« I never hurt nobody but myself and that’s nobody’s business but my own. »

Billie Holiday
S'ABANDONNER A LA VOLONTE COSMIQUE - DEPART

Affalée dans un canapé, une pile de carnets, de livres et d’albums photos lui servent d’accoudoir. "L’Anti-Oedipe" figure en bonne position, presque masqué par ses cheveux jetés sur le côté. La paume de sa main accueille sa joue. Elle fume son calumet. Plus bas, à plat ventre sur un tapis, les jambes repliées au-dessus des fesses, une peau de castor sur la tête, je feuillette "Tristes Tropiques", en regardant entre deux lignes, d’un air abruti, « Les Feux de l’Amour ».

Est-il véritablement possible d’échapper à sa condition ?


Hum !… Il y a maintenant plus d’un mois, je suis montée à Paris pour préparer une présentation « power point » en anglais. J’arrive dans sa piaule, une petite chambre de bonne : digicodes, 7ème étage, ascenseur, couloirs, portes, escaliers… La lumière y est magnifique, les pigeons roucoulent, l’automne est encore doux. On se met à travailler tout de suite. Comme à son habitude, elle est directe, franche, limite cassante. Mais je la connais. Ca parle « slide », technique de communication, bonne et mauvaise traduction, concision, pas de fioritures verbeuses. Puis il est l’heure de manger, l’épicerie n’est pas loin et on se met à parler.

Je ne peux plus dire à quel moment l’événement s’est produit. Il devait être logé depuis des semaines, voire des mois. Au détour d’un mot ou d’une phrase remplie de trémolo, mon image affaiblie, rabougrie, est allée s’étaler sur son plexus solaire et elle me l’a renvoyée.
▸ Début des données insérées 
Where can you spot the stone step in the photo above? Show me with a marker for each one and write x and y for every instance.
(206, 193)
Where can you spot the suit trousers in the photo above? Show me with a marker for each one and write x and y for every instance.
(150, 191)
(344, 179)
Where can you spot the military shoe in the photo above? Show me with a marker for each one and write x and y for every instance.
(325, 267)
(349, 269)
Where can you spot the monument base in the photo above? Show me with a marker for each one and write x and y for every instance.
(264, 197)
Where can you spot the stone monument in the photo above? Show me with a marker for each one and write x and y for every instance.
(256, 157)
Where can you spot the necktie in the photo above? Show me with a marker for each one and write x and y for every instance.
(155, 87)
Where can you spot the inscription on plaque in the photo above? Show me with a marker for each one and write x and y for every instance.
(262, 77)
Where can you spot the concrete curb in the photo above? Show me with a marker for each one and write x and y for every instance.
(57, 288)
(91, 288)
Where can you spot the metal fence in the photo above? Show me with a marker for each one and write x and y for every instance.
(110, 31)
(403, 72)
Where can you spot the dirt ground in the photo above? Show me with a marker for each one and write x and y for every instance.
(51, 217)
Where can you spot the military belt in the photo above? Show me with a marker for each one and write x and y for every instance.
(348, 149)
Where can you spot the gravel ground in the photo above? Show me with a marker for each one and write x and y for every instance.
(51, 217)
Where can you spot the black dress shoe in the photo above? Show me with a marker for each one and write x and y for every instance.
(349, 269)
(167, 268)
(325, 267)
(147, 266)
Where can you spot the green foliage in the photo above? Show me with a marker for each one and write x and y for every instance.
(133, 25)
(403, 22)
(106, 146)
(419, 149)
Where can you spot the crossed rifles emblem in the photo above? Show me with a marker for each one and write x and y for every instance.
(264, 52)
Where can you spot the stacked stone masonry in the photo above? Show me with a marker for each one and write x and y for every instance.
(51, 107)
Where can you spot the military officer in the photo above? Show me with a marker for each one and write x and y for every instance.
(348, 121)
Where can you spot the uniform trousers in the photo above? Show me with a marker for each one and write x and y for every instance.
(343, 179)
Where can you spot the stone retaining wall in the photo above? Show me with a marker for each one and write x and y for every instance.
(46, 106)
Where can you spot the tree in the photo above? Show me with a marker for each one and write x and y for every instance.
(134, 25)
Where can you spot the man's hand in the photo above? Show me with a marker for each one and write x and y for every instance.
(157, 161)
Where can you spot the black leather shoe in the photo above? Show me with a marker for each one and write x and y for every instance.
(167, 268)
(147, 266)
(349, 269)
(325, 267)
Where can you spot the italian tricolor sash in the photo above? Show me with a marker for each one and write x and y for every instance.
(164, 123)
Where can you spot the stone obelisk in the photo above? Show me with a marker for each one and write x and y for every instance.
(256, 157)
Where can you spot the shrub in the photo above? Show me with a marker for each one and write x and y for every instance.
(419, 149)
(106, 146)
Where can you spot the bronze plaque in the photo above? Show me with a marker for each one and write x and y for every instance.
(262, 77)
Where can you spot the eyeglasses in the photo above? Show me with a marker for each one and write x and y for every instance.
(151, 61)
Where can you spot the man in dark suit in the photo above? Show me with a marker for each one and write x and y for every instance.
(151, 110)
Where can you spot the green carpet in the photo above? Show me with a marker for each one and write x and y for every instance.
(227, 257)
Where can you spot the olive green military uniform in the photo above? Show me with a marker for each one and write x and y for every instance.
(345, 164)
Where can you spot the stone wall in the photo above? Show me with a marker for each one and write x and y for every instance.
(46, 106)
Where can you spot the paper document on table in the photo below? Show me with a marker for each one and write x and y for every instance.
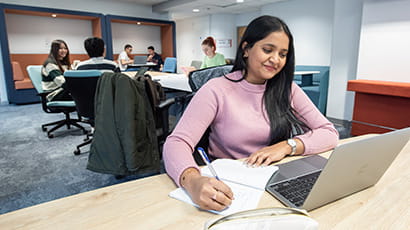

C’est alors devenu une évidence.

Le soir nous sommes allées à la Maison de l’Amérique latine. Je me suis laissée penser que j’étais très mal assortie avec les moquettes et les lustres de cristal. Nous avons vu une lecture génialement mise en espace et en corps de "Un aller pour Tokyo", pièce déjantée de l’Argentin Nando Suarez très inspiré par Copi. Une traînée de rires presqu’ininterrompue m’a finalement dénoué le ventre, une petite bière par dessus, trois sourires et hop au lit. Le lendemain j’ai sauté dans un train et je suis retournée à la maison.

Je ne me destine plus à être docteur en anthropologie sociale, ethnologie et ethnographie de l’Ecole des Hautes Etudes en Sciences sociales de Paris. Peu importe les raisons et la manière qui m’ont conduite à ce choix.
Mais il est important car :
Je ne serai pas cette femme intellectuelle reconnue par l’institution qui sait parfois reconnaître le mérite et lui faire une place !
Je ne serai plus flattée d’avoir été autorisée à penser et à prétendre pouvoir faire partie de ce petit monde aux exigences très masculines !
Je ne suis plus, depuis longtemps, un jeune espoir !
Je ne serai plus non plus cette mère célibataire accrochée à ses parents comme une bernique à son rocher, qui vit avec le RSA et dont l’honneur ne tient qu’au fil de l’idée que cette situation n’est qu’un compromis passager !!! Quatre ans que ça dure !!!
Je ne serai plus celle que je pense qu’ils veulent que je sois !

Malgré cela, mon souffle est intact. Je couds jour après jour le linceuil de la jeune femme aux abois. Je redécouvre les limites que m’impose mon corps et je continue de cultiver mon jardin. De temps en temps, j’enfile ma fausse peau de castor, je m’étale à plat ventre sur un tapis, les jambes repliées au-dessus des fesses et je bats la mesure. Je feuillette toujours l’oeuvre du maître en regardant une nouvelle connerie. Et je l’entends, derrière, qui ricane gentiment en fumant son calumet.